Le journal Ton-M a été créé en mai 2014 après le limogeage de Dmitri Popkov du conseil municipal en raison de sa condamnation pour avoir frappé un adolescent diabétique. Condamnation contestée par l’intéressé, qui n’a cessé de dénoncer une provocation destinée à le punir pour son opposition aux autorités locales. Avec pour slogan “nous écrivons sur ce que les autres taisent”, le journal a été impliqué dès ses débuts dans la vie politique locale, dénonçant des affaires de corruption et d’abus de pouvoir.
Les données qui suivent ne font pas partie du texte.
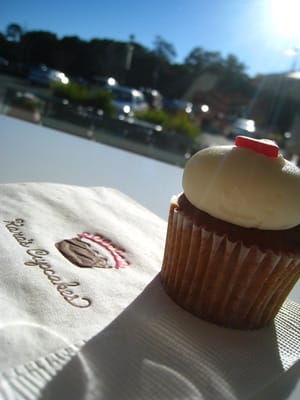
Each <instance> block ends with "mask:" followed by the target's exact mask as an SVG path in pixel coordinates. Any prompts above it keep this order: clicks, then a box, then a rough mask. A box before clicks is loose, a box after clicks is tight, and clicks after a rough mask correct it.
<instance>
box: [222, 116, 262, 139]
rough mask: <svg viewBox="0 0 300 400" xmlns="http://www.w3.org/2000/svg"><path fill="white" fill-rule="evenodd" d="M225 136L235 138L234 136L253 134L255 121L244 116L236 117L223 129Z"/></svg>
mask: <svg viewBox="0 0 300 400" xmlns="http://www.w3.org/2000/svg"><path fill="white" fill-rule="evenodd" d="M224 133H225V136H227V137H230V138H235V137H236V136H239V135H243V136H255V133H256V126H255V121H253V120H252V119H246V118H237V119H236V120H235V121H233V123H232V124H231V125H229V126H228V127H227V128H226V129H225V132H224Z"/></svg>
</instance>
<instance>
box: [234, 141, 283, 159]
mask: <svg viewBox="0 0 300 400" xmlns="http://www.w3.org/2000/svg"><path fill="white" fill-rule="evenodd" d="M235 145H236V146H237V147H243V148H244V149H249V150H253V151H255V152H256V153H260V154H263V155H264V156H267V157H270V158H276V157H278V153H279V147H278V146H277V144H276V143H275V142H273V141H272V140H268V139H254V138H251V137H248V136H237V137H236V138H235Z"/></svg>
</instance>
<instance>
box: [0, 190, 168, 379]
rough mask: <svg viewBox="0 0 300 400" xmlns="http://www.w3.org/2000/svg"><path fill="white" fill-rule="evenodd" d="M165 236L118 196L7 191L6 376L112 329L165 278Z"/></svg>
mask: <svg viewBox="0 0 300 400" xmlns="http://www.w3.org/2000/svg"><path fill="white" fill-rule="evenodd" d="M165 232H166V222H165V221H163V220H161V219H160V218H158V217H157V216H156V215H154V214H153V213H151V212H150V211H148V210H146V209H145V208H143V207H142V206H141V205H139V204H138V203H136V202H135V201H133V200H132V199H130V198H129V197H127V196H125V195H124V194H122V193H120V192H118V191H116V190H114V189H110V188H103V187H99V188H84V187H76V186H68V185H61V184H48V183H23V184H4V185H3V184H2V185H0V269H1V279H0V344H1V346H0V372H1V371H4V370H6V369H8V368H13V367H15V366H17V365H19V364H24V363H26V362H29V361H31V360H37V359H38V358H40V357H43V356H45V355H48V354H49V353H51V352H55V351H57V350H59V349H63V348H66V347H69V346H72V345H73V344H76V343H78V342H79V341H81V340H88V339H90V338H91V337H92V336H94V335H95V334H96V333H98V332H100V331H101V330H102V329H103V328H105V326H107V325H108V324H109V323H110V322H111V321H113V320H114V319H115V318H116V317H117V316H118V315H119V314H120V313H121V312H122V311H123V310H124V308H126V307H127V306H128V305H129V304H130V303H131V302H132V301H133V300H134V299H135V298H136V297H137V295H138V294H139V293H141V291H143V289H144V288H145V286H146V285H147V284H148V283H149V282H150V281H151V280H152V279H153V277H154V276H155V275H156V274H157V272H158V271H159V270H160V266H161V258H162V255H163V246H164V238H165Z"/></svg>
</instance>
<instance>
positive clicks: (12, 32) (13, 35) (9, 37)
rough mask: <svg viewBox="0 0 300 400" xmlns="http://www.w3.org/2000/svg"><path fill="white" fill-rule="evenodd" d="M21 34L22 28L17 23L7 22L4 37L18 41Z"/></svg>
mask: <svg viewBox="0 0 300 400" xmlns="http://www.w3.org/2000/svg"><path fill="white" fill-rule="evenodd" d="M22 34H23V29H22V27H21V26H20V25H19V24H15V23H12V24H9V25H8V26H7V28H6V38H7V40H10V41H12V42H19V41H20V40H21V37H22Z"/></svg>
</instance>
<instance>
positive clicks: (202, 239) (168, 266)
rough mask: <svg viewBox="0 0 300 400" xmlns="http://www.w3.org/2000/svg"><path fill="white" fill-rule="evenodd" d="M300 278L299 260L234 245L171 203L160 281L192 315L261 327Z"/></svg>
mask: <svg viewBox="0 0 300 400" xmlns="http://www.w3.org/2000/svg"><path fill="white" fill-rule="evenodd" d="M299 275H300V261H299V259H295V258H293V257H291V256H290V255H286V254H275V253H274V252H273V251H271V250H267V251H261V250H260V249H259V248H258V247H256V246H250V247H249V246H248V247H247V246H245V245H244V244H243V243H242V242H241V241H238V242H231V241H230V240H229V239H228V238H227V237H226V235H224V236H219V235H217V234H216V233H214V232H209V231H207V230H206V229H205V228H203V227H201V226H199V225H197V224H196V223H195V222H194V221H193V220H192V218H191V217H187V216H184V215H183V213H181V212H179V211H178V209H177V207H176V206H175V205H174V204H172V205H171V209H170V216H169V224H168V232H167V239H166V247H165V254H164V260H163V265H162V270H161V280H162V284H163V286H164V288H165V290H166V292H167V293H168V294H169V296H170V297H171V298H172V299H173V300H174V301H175V302H176V303H177V304H178V305H180V306H181V307H183V308H184V309H186V310H187V311H190V312H191V313H193V314H195V315H197V316H199V317H201V318H203V319H206V320H208V321H211V322H214V323H217V324H220V325H223V326H227V327H231V328H239V329H253V328H259V327H262V326H264V325H267V324H269V323H270V322H271V321H272V320H273V319H274V318H275V316H276V314H277V313H278V311H279V309H280V307H281V305H282V303H283V302H284V300H285V299H286V298H287V296H288V294H289V292H290V291H291V289H292V288H293V286H294V285H295V283H296V282H297V280H298V278H299Z"/></svg>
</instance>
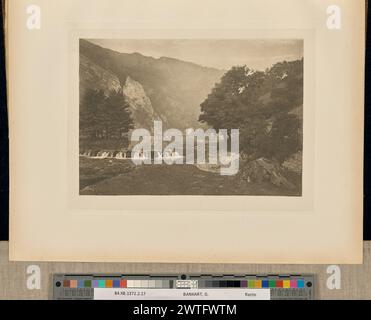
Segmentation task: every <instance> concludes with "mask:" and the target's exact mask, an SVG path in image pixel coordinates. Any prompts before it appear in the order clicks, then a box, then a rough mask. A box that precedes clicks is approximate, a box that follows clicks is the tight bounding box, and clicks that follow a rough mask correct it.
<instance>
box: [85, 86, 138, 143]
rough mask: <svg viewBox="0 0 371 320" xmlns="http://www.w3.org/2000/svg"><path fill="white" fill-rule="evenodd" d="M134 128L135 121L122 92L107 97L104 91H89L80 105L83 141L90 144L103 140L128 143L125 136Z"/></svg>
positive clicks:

Il avait notamment publié des informations sur le cas d’une ancienne fonctionnaire de Minoussinsk condamnée pour fraude.


En mai 2017, Dmitri Popkov faisait partie des signataires d’un appel destiné à l’Union régionale des journalistes dénonçant la violation des droits des médias par les autorités locales. Cela faisait suite aux déclarations du maire de Minoussinsk, qui promettait de porter plainte auprès du procureur, accusant des journalistes non-accrédités d’avoir eu un comportement “provoquant“ lors de la session du conseil municipal du 5 mai, “gênant” ainsi le travail des députés. Les journalistes ont en retour dénoncé un durcissement des conditions d’attribution des accréditations.


Cet incident intervient dans un contexte plus général de défiance et d’intolérance croissante de la part des fonctionnaires et élus locaux vis-à-vis des journalistes. Un décret en date du 16 mai 2017 régulant les entrées dans les bâtiments de l’administration municipale place par exemple dans la même liste de personnes interdites d’accès les journalistes non-accrédités, les toxicomanes et les alcooliques.


L’assassinat du journaliste Dmitri Popkov est le deuxième depuis le début de l’année après celui de Nikolaï Androuchtchenko, mort à Saint-Pétersbourg le 19 avril dernier des suites d’une violente agression. Il était connu notamment pour ses enquêtes sur la corruption des élites locales et le crime organisé.


La Russie occupe la 148e place sur 180 au Classement mondial 2017 de la liberté de la presse, publié par RSF. L’organisation dénonce la pression croissante des autorités sur les médias indépendants, la reprise en main d’Internet ainsi que le règne de l’impunité chronique des assassins et agresseurs de journalistes en Russie.